Maybe we have even bred some of that good stuff into the birds. Maybe we project some and idealize a lot.
The punctuality of roosters is a myth for sure. (Our neighbors for a mile around know that our roosters crow at all hours of the day and night) .
I am foggy about the " fear of commitment" characterization, and I really doubt the honesty claim....... Roosters are probably more sincere than the human animal, but I don't trust one never to deceive.
There is definitely dark side to roosters, including not only their naked will to power, but their petty tendencies to be " boastful , showoffs, opinionated, critical" and much worse.
Some think them to be literally devilish, and can point to their often very red eyes. You should notice that some are brown eyed, and that if a red-eye pales it is because the bird has poor circulation, not because of a good heart.

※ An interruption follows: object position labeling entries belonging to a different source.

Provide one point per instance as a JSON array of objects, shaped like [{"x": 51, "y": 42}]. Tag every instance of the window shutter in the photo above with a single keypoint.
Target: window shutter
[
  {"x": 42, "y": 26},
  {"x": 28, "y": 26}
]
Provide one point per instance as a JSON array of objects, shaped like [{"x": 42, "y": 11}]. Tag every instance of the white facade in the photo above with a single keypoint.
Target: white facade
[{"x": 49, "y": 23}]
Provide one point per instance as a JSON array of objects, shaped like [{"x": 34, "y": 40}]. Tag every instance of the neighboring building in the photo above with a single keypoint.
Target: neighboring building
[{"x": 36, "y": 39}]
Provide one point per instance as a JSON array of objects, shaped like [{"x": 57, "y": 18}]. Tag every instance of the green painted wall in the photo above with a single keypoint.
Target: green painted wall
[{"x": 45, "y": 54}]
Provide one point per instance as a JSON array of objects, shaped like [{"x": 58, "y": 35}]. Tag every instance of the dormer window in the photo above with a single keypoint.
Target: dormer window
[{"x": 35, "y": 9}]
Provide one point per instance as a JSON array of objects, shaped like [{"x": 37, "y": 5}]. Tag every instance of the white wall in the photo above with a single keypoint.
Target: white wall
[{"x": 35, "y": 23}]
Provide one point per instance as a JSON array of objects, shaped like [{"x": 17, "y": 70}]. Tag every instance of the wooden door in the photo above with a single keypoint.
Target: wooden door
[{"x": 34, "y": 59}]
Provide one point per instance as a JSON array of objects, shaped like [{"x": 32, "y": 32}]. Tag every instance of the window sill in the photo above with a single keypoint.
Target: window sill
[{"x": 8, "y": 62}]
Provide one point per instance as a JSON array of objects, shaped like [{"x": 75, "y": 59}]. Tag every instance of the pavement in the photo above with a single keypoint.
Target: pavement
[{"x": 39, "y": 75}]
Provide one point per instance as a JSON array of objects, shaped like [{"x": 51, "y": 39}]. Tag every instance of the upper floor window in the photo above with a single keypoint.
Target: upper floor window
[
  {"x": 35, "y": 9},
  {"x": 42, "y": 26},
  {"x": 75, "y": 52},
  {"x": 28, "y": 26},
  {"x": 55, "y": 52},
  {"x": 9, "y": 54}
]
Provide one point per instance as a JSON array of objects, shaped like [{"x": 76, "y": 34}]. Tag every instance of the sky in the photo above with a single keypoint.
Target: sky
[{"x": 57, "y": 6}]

The fact is that roosters signal everything all the time, long distance and close up, with their crowing and posturing. They will stand inflated on a hillock for long periods, and if they could, would hang flapping six feet up in the air with wings and talons extended like the eagle on a flag.
Small children - who are sensitive to obvious body language which people not so close to the ground don't notice - are often deathly afraid of roosters; and kids who have been attacked by roosters, even if they have not been eviscerated, are often afraid of all chickens, if not all birds, for the rest of their lives.

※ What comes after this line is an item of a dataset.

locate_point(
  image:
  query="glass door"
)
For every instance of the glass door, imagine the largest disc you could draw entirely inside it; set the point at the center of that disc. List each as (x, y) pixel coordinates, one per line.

In Medieval times an unlucky rooster was even tried, convicted, and burnt at the stake for practicing witchcraft. In his case, he was accused of laying eggs. Maybe he/she did.
If all the cocks here at Roosterdorf, who weigh up to nine or ten pounds, would lay eggs, we would have a peck of quarter-pounders every day and a bushel of money by the end of the year.
The wild world net says that Romanian farmers have at some point made a practice of feeding their roosters alcohol soaked grain to make them go broody and tend to to eggs and chicks, which even some hens will not do. So the accused medieval Warlock may have been only a drunk rooster, but I don't think for a minute that roosters are incapable of witchcraft. Witchcraft , when it is not being good, iis basically intimidation , and roosters prefer intimidation to actual fighting. They will try to scare you to death.
There is evil in them for sure and I expect that if you were to give him alcohol any particular rooster would be just as likely to get very bitchy as he woiuld to get broody, and that most likely he would do like the rooster who comes up when I search "drunken rooster": a rooster belonging to some jungle missionaries, to whom someone fed a fermented pineapple.
He ran around wildly crowing and singing for an hour or so, then fell down, passed out, and got up later dazed and confused.